Comenzó jugando de portero con su primo en Belgrado. Soñaba con atrapar los balones como lo hacía su ídolo Lovric. El día de Pascua, en 1943, mientras su primo ponía a prueba sus reflejos, vieron que el cielo se poblaba de pájaros negros que bombardeaban sin piedad su ciudad. Terminó, con los años, jugando de delantero. Le fascinaban esos pistoleros que rondan el área con «una sola idea en la cabeza, como en los poetas o en los grandes novelistas. Insensatez, sí, pero insensatez grandiosa, divina».

En el patio de la escuela compartió patadas con Dragoslav Sekularac. Con 12 años militó en El Héroe, un equipo de gitanos donde tocó por primera vez un balón y supo que tocaba algo sagrado. También donde se calzó sus primeras botas, de segunda o tercera mano, y que le iban varios números grandes. Pronto aprendió que el verdadero rival no estaba en la otra mitad del campo, sino en la suya: debía jugar siempre contra sí mismo y ser capaz de verse con los ojos del rival. Hizo de recogepelotas en un Hungría-Yugoslavia disputado en Belgrado, dos años antes de tener que exiliarse a Suiza y convertirse en uno de los primeros refugiados políticos del Este.

Gracias al fútbol, logró que le tramitasen los papeles para poder encontrar trabajo como librero. Y gracias al fútbol, mantuvo contacto con su país: alegrándose cuando escuchaba por la radio las victorias de su selección, y sintiéndose infinitamente triste a la vez por no poder disfrutarlas con los suyos. Diez años después de calzarse sus primeras botas, se vio obligado a colgarlas: como a tantos otros, una lesión le apartó del fútbol. Y como a muchísimos otros, nunca dejó de fascinarle lo que sentía cada vez que veía un balón rodado.

En los años 20, el novelista Giraudoux fue más allá en el prólogo de La gloire du football: era el rey de los juegos. Sin embargo, ambos coinciden en que la ausencia de manos a la hora de jugarlo es lo que convierte este deporte-juego en algo más. Giraudoux consideraba a los porteros como «animales tramposos» por ser los únicos que, en el rectángulo del área, podían utilizar las extremidades superiores; esas que, según Dimitrijevic, otorgan al hombre el mayor grado de precisión y destreza.

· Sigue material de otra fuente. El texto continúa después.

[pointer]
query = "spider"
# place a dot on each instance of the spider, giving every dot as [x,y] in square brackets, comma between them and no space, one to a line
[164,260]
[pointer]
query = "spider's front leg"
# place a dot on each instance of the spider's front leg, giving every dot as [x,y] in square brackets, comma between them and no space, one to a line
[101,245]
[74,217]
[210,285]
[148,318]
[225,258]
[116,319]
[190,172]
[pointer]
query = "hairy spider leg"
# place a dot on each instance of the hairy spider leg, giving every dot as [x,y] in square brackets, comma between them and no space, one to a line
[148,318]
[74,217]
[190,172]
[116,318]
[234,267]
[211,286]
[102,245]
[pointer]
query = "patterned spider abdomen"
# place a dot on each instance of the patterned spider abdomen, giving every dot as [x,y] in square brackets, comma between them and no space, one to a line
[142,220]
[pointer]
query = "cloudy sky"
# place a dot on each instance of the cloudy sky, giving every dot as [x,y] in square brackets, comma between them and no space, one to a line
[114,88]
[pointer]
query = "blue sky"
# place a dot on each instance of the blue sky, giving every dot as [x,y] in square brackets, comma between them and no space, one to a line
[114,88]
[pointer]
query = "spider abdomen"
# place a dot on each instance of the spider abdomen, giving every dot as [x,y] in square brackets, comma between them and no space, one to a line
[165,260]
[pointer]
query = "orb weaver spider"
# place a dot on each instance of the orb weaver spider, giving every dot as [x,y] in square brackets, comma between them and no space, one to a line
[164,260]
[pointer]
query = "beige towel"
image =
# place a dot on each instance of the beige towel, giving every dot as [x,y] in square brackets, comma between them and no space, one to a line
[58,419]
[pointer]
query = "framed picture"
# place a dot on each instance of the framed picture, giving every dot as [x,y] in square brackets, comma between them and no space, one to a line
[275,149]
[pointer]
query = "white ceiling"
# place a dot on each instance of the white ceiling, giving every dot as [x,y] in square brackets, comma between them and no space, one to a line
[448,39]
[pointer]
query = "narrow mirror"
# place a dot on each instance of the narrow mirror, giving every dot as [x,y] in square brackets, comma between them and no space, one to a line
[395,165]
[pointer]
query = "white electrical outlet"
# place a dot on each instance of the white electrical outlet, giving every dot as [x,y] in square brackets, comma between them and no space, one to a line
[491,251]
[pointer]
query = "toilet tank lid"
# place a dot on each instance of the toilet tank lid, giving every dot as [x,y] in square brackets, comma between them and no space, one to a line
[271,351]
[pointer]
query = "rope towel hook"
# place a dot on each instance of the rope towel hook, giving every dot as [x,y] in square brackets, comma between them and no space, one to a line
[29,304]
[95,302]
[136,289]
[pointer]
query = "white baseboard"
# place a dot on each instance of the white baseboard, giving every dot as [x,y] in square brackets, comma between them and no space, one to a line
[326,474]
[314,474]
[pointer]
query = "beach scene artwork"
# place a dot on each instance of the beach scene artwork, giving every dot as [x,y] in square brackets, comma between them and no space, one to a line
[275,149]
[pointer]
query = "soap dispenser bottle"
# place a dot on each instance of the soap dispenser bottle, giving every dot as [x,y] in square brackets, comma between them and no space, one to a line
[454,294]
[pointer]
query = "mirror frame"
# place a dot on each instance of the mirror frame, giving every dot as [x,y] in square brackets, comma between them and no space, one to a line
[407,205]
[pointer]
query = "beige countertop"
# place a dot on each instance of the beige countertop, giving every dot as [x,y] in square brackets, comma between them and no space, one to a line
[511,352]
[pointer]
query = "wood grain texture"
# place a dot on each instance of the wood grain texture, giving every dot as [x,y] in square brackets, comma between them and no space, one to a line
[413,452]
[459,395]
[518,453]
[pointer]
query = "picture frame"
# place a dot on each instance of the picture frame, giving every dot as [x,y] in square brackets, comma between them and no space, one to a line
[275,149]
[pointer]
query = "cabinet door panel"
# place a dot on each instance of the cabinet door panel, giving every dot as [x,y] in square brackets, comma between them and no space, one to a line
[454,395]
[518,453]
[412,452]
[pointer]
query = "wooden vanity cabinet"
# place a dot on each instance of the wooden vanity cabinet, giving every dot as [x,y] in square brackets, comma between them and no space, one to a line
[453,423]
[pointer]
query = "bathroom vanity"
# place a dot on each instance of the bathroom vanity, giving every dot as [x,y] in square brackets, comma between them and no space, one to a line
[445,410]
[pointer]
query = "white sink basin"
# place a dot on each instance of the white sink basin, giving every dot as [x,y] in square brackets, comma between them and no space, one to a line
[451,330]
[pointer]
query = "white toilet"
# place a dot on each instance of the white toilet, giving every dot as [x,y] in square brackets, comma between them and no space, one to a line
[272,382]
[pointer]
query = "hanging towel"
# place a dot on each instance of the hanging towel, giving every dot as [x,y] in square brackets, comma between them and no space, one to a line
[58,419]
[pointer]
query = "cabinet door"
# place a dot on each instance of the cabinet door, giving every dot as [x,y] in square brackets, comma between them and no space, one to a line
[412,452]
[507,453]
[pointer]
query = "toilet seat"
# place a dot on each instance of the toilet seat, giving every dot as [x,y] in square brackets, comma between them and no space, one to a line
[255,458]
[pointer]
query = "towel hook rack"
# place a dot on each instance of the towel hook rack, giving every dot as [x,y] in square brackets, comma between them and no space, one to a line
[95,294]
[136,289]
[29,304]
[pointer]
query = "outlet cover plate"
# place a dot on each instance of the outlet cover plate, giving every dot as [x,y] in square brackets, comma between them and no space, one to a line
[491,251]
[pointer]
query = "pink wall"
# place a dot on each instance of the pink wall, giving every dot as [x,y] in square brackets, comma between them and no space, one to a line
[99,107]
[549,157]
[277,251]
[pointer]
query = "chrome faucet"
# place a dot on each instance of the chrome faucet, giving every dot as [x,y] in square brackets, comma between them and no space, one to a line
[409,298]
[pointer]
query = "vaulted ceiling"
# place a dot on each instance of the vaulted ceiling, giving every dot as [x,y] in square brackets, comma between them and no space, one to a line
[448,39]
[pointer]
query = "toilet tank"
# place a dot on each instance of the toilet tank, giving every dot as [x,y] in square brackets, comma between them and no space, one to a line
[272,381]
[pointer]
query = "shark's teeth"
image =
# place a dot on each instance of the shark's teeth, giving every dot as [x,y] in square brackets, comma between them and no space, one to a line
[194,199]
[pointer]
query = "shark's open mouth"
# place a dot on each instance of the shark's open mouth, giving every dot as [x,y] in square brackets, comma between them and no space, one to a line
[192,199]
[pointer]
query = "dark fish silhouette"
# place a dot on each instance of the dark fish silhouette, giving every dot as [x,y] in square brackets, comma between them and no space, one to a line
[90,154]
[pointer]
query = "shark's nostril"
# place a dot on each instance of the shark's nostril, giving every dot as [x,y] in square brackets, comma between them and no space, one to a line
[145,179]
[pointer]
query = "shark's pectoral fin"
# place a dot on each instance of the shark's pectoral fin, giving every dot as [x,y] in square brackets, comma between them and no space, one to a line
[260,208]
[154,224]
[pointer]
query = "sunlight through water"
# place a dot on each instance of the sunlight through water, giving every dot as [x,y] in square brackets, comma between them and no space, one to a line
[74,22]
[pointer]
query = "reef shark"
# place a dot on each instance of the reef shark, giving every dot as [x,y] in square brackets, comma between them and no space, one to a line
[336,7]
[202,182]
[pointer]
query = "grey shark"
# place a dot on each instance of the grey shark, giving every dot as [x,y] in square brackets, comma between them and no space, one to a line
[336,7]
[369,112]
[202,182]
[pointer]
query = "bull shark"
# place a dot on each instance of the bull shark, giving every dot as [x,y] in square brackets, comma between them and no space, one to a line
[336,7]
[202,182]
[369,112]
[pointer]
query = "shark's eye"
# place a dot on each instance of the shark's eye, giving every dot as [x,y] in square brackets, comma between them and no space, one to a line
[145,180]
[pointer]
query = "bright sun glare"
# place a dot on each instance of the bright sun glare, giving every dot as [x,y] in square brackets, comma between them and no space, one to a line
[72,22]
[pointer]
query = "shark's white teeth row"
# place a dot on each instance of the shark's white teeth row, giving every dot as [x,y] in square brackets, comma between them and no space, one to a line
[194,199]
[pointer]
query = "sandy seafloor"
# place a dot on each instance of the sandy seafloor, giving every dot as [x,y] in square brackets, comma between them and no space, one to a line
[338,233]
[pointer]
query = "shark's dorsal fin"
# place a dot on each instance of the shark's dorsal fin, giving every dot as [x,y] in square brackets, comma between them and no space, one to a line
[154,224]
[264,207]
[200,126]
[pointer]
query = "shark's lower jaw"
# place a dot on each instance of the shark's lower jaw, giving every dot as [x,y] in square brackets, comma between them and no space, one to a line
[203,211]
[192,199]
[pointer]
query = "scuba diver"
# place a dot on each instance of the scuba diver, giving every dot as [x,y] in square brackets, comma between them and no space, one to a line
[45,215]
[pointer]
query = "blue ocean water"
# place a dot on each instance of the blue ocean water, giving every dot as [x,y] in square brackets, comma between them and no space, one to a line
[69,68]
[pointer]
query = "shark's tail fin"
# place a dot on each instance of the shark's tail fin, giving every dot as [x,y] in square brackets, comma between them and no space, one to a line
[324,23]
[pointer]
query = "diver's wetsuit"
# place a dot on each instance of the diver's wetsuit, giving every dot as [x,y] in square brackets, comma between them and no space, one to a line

Cuando rueda un balón, cambian las reglas del juego y los jugadores se ven «forzados a vérselas de nuevo con un recuerdo animal enterrado en alguna parte de sí mismo». Y añade: «Uno no suele pensar en sus piernas, lo mismo que no suele en su corazón. La pierna pertenece a los prehistórico o, mejor, a la época en que los miembros y los órganos formaban un todo». El fútbol, entonces, se revela contra el resto de artes y le adjudica el papel principal a un miembro secundario: las piernas.